The sorting of lists

The first years of the British newspaper, in chronological order

A few years ago I thought it would be a useful things for the British Library (my employers) to have a shareable list of its newspapers. I had been speaking to an American archive with whom I wanted to share the records we had, and it seemed a reasonable thing to do. There had been a printed catalogue in the past, but it was out of date, and while up-to-date records of the newspaper holdings were on the Library’s electronic catalogue, they could only be seen on the catalogue alongside everything else that the Library holds. So I put in a request to the metadata team for a spreadsheet of all the newspaper titles – and that’s where the adventure began.

What I thought might be a matter of a few weeks ended up taking three or four years. The spreadsheet of the 34,000 newspaper titles held by the Library was duly produced by the metadata team, but it was riddled with inconsistencies. Over the period of nearly two hundred years that the British Museum and then the British Library (parts of which used to be located in the Museum) had taken in newspapers, there had been quite a few changes in cataloguing style and priorities. There were gaps in location codes, start or end dates, identification number of one sort or another, publisher details and information on whether a newspaper was a daily, weekly or whatever. There was no absolute consistency.

The more one knows of newspaper history, the more obvious this has to be. Newspapers often change title (every time a newspaper does so the Library creates a a new catalogue record – logical in cataloguing terms, a little exasperating when producing a list and finding the newspaper in which you are interested features in half a dozen places). They can change publisher, they can change location of publication, they can change from being a daily to a weekly, or might have been published two or three times a week. The very nature of the medium contradicted the idea of creating the perfect list.

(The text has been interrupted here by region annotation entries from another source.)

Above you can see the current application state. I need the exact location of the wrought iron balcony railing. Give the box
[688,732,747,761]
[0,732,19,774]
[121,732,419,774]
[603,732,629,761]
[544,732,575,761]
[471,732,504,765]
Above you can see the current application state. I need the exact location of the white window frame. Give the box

We worked off-and-on at the list, thinking after each stage of data cleaning that we had ironed out the major gaps or anomalies, only to find that more would pop up. I thought of giving up the idea, only for a wiser head at the Library to say that we should produce something imperfect rather than produce nothing at all. Then I was lucky to find a data specialist working with me for a time, and I handed the task to him, having decreed that we should simplify the task by (a) keeping to British and Irish titles only (two thirds of the collection); one geographical term field to be filled in for every title (there are six possible geographical fields used for newspapers at the Library); and each title to have a start and end date. This was manageable, and would result in a list that, in spreadsheet form, could be shared and then sorted in a form that users would find useful. It took a couple of months.

The list has now been published on the British Library’s Research Repository, where anyone can download it. 24,000 titles, four hundred years of British newspaper publication (1621 saw the first newspaper printed in Britain). An article written by myself and Yann Ryan, the data-wise colleague who completed the work, has been published online by the Journal of Open Humanities Data. We’re now working on a list of all newspaper titles held by the Library i.e. not just British and Irish but world newspaper holdings, some 35,000 titles in all.

All of this has made me think about the nature of lists. I am inveterate list-maker – it goes with the profession – but all of us are list-makers to some degree. Some list all of the nation’s collection of newspapers; some work out the week’s shopping. We need the things that are useful to us to be in clear order, or else all is chaos. Lists give us the reassurance that we are in control, that we understand things.

The pre-eminent book on lists is Umberto Eco’s The Infinity of Lists (2009). It is a collection of lists from the literary to the bibliographical to the religious to the mundane, gorgeously illustrated (it was commissioned for a Louvre exhibition). Each section (The Visual List, Lists of Places, Lists of Mirabilia, Chaotic Enumeration, Mass Media Lists etc) comes with Eco’s speculations on the nature of lists. The arguments are rich and intoxicating, but might be boiled down to what is signalled by the title, the relationship between lists and the infinite.

Some lists attempt, albeit theoretically, to list the infinite, as is implied by Borges’ Library of Babel, or a philosophical exercise such as Raymond Queneau’s Cent mille milliards de poèmes (A Hundred Thousand Billion Poems), a book of ten sonnets whose pages are broken into horizontal bands whose permutations result in a virtually infinite number of potential poems.

Yet all lists contain within them the potentiality of the infinite. As Eco argues, the list, or catalogue “suggests infinity almost physically, because in fact it does not end, nor does it conclude in form”. The list, or catalogue, is a response to the fear, or the attraction, of the infinite. These are the products that I could have bought on my shopping trip, but I could have bought anything, given unlimited resources. These are all the books in my collection, but there are all the others books that I might have acquired, or ought to have, or might want to acquire in the future. I can give you a list of my ten favourite films, but that is an admission that I should see every film there ever was (or will be), that in doing so I could order them all in terms of merit, but even to think of such a task is unimaginable. So, to save myself I pick ten, and stop there, turning away from the abyss.

However, there is a form of list that seems to be missing from Eco’s catalogue of lists. He addresses the digital world, saying of the World Wide Web that it is “the Mother of all Lists, infinite by definition because it is in constant evolution”, but it is given just a paragraph, almost dismissed because it does not let us distinguish between that is from the real world and what is not – “there is no longer any distinction between truth and error”.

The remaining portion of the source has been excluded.